As a pediatrician in Philadelphia, my heart breaks every time another one of my young patients loses someone they love to a firearm. This is why I was particularly distressed to learn that gun violence is on the rise during COVID-19.
The news reports read as if there is no “stay-at-home” order. Shootings over the last two months were the highest of any March and April over the past five years, and homicides are up 20%. The situation is similar in Cincinnati, Dallas, and Detroit. In addition to fearing COVID-19, the children I care for are scared, now more than ever, of gun violence in their neighborhoods.
Last year, our city launched an anti-violence initiative called the Philadelphia Roadmap to Safer Communities. Until then, it hadn’t seemed there was much we could do. Even the most tragic shootings hadn’t moved the needle on gun control laws. During the day, I would counsel children who had been shot, children who refused to leave homes for fear of being shot, and children whose fathers, brothers, and best friends had been shot. In the evening, I would read about another failed attempt at gun control. Universal background checks, red flag laws, statutes that could allow us to ban guns in parks and playgrounds. None of them would pass.
With the roadmap came a glimmer of hope. Philadelphia was mirroring the successful efforts of cities like Oakland, Calif., and Chicago by introducing a public health approach to gun violence, one that everyone could get behind. This approach is collaborative and data-driven. It aims to improve the “underlying factors that contribute to the violence” in the first place.
Unfortunately, the shutdown that has been necessary to curtail COVID-19 exacerbates just those underlying factors. Communities in our most vulnerable neighborhoods are being disproportionately affected by this crisis. They are being impacted in profound ways, ways that public health research links directly to an increased risk for gun violence.
Economic stability, for example, has been especially decimated in our most at-risk neighborhoods. Low-income jobs often cannot be done from home, and may not come with paid sick leave. One couple in my practice has owned their home for 21 years and never missed a mortgage payment. Now they have lost their jobs — she as a babysitter and he as a line cook. They are behind on payments and struggling with late fees. They can barely think about the cumulative sum that will come due in July.
Educational opportunity, also linked to a reduction in violent crime, has also taken an especially hard hit in underresourced areas.
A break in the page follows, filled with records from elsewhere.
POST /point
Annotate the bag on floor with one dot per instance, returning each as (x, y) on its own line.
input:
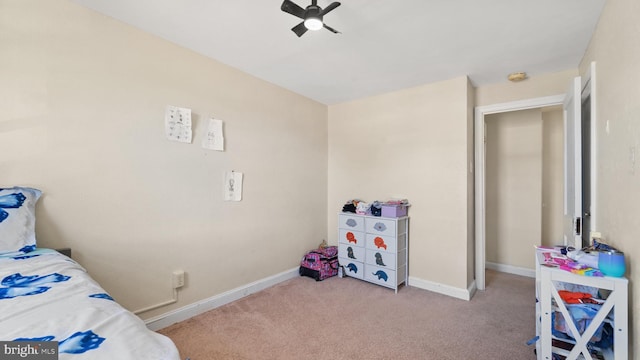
(320, 263)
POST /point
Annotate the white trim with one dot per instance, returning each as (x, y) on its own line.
(463, 294)
(189, 311)
(510, 269)
(589, 89)
(479, 130)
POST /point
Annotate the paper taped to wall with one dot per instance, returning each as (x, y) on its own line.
(214, 138)
(233, 186)
(177, 124)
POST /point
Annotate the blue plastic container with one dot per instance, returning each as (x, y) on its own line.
(611, 263)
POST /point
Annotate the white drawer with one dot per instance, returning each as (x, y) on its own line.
(352, 268)
(351, 252)
(351, 222)
(356, 238)
(381, 243)
(380, 226)
(384, 259)
(380, 275)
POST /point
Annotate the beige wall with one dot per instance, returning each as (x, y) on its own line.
(83, 100)
(615, 47)
(410, 144)
(513, 163)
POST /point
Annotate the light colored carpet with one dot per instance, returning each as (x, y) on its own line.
(345, 318)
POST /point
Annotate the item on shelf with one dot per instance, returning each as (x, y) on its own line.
(611, 263)
(363, 208)
(350, 206)
(376, 208)
(320, 263)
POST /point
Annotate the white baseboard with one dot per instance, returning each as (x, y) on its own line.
(459, 293)
(189, 311)
(510, 269)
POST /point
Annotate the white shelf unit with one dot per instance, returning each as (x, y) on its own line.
(547, 279)
(374, 249)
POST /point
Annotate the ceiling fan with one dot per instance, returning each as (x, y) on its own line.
(312, 16)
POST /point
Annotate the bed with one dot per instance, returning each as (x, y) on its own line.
(47, 297)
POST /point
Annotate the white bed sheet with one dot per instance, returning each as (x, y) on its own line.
(46, 296)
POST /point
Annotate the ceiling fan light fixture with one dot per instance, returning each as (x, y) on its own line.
(517, 76)
(313, 23)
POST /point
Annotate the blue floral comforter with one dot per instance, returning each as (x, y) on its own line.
(45, 296)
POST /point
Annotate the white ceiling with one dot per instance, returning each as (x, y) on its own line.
(385, 45)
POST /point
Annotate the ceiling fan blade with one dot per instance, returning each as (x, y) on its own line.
(290, 7)
(299, 29)
(331, 29)
(331, 6)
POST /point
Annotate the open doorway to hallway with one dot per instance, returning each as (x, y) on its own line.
(523, 186)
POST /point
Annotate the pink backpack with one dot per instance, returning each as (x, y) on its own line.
(320, 263)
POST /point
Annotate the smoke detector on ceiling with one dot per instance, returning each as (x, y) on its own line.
(519, 76)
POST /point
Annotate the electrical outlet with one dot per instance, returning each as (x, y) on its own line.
(178, 279)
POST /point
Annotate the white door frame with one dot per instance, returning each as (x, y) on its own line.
(479, 144)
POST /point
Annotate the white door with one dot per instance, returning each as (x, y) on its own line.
(573, 166)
While schools in wealthier districts were already online and “barely missed a beat” as they moved to remote learning, underresourced schools faced enormous challenges with this transition. Many of my patients — especially those with learning differences, ADHD, and developmental disabilities — continue to struggle. And many who live in overcrowded homes or who face language barriers have given up entirely.
Usually, when my patients face chaos or instability at home or in school, they find solace in any number of our city’s youth organizations. But gone, for now, are their basketball teams, dance troupes, recreation centers, and church groups. Studies show that mentoring and social supports can be key to reducing violence among youth, but gone are the networks that buoy them up.
The Philadelphia Department of Health, and nonprofits like food banks and legal services, are working triple time to support families in crisis. Every day it seems I make a referral for help with diapers or homeschooling or landlord negotiations. These efforts are saving lives.
Our efforts at social distancing are working against COVID-19. They have been essential to minimize mortality and keep hospitals from being overrun. To be sure, as we reopen, resources will be scarce. Some of our city’s most treasured institutions are already facing budget cuts. But now, more than ever, is the time to continue investing in the Philadelphia Roadmap for Safer Communities. Now, more than ever, is the time for my young patients to emerge from their homes with hope, instead of fear.